We present a large language model (LLM) based system to empower quadrupedal robots with problem-solving abilities for long-horizon tasks beyond short-term motions. Long-horizon tasks for quadrupeds are challenging since they require both a high-level understanding of the semantics of the problem for task planning and a broad range of locomotion and manipulation skills to interact with the environment. Our system builds a high-level reasoning layer with large language models, which generates hybrid discrete-continuous plans as robot code from task descriptions. It comprises multiple LLM agents: a semantic planner that sketches a plan, a parameter calculator that predicts arguments in the plan, a code generator that converts the plan into executable robot code, and a replanner that handles execution failures or human interventions. At the low level, we adopt reinforcement learning to train a set of motion planning and control skills to unleash the flexibility of quadrupeds for rich environment interactions. Our system is tested on long-horizon tasks that are infeasible to complete with one single skill. Simulation and real-world experiments show that it successfully figures out multi-step strategies and demonstrates non-trivial behaviors, including building tools or notifying a human for help. Demos are available on our project page: https://sites.google.com/view/long-horizon-robot.
Paper Structure (20 sections, 6 figures, 2 tables)

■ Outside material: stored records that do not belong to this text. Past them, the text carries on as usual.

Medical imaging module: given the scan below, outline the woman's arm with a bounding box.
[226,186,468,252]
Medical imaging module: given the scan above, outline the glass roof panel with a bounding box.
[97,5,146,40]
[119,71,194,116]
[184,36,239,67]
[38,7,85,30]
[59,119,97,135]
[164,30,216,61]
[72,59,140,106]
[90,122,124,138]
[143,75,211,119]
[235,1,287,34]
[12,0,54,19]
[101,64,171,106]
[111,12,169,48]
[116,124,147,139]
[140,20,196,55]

This paper contains 20 sections, 6 figures, 2 tables.

Figures (6)

  • Figure 1: Overview of the hierarchical system for long-horizon loco-manipulation task. The system is built up from a reasoning layer for task planning and a controlling layer for skill execution. Given the language description of the long-horizon task, three cascaded LLM agents perform high-level task decomposition and generate a complete plan. A replanner is introduced to handle unexpected situations. The reasoning layer generates function calls for parameterized robot skills, and the controlling layer instantiates the mid-level motion planning and low-level controlling skills with RL.
  • Figure 2: Illustration of the LLM-based high-level reasoning layer that generates primary hybrid discrete-continuous plans from the task description in language. It is composed of a semantic planner that proposes a solution consisting of branches conditioned on environment specifications and primitive actions, a parameter calculator that fills in arguments for the actions, a code generator to summarize the plan as executable robot code. The texts are abbreviated generated contents from the LLMs.
  • Figure 3: Versatile behaviors driven by the RL skill repertoire.
  • Figure 4: Total number of occurrences for different error types in generated primary plan code, with ten samples per variant. Spatial error refers to errors in perceiving spatial relations leading to miscalculations, constraint violation refers to ignoring the given constraints, and logical error refers to faulty logical reasoning. The lower part shows the execution of the 4 tasks in simulation.
  • Figure 5: Replan deployment. a) Replan on execution failure: After a strategy fails, the robot uses a language-conditioned error detection pipeline to gather spatial information and adjust the parameters. b) Replan on interruption: When the human is unable to open the door but allows the robot to operate the door switch, the robot interrupts the original plan and presses the button to open the door, generating a new code plan while still achieving the long-term delivery goal.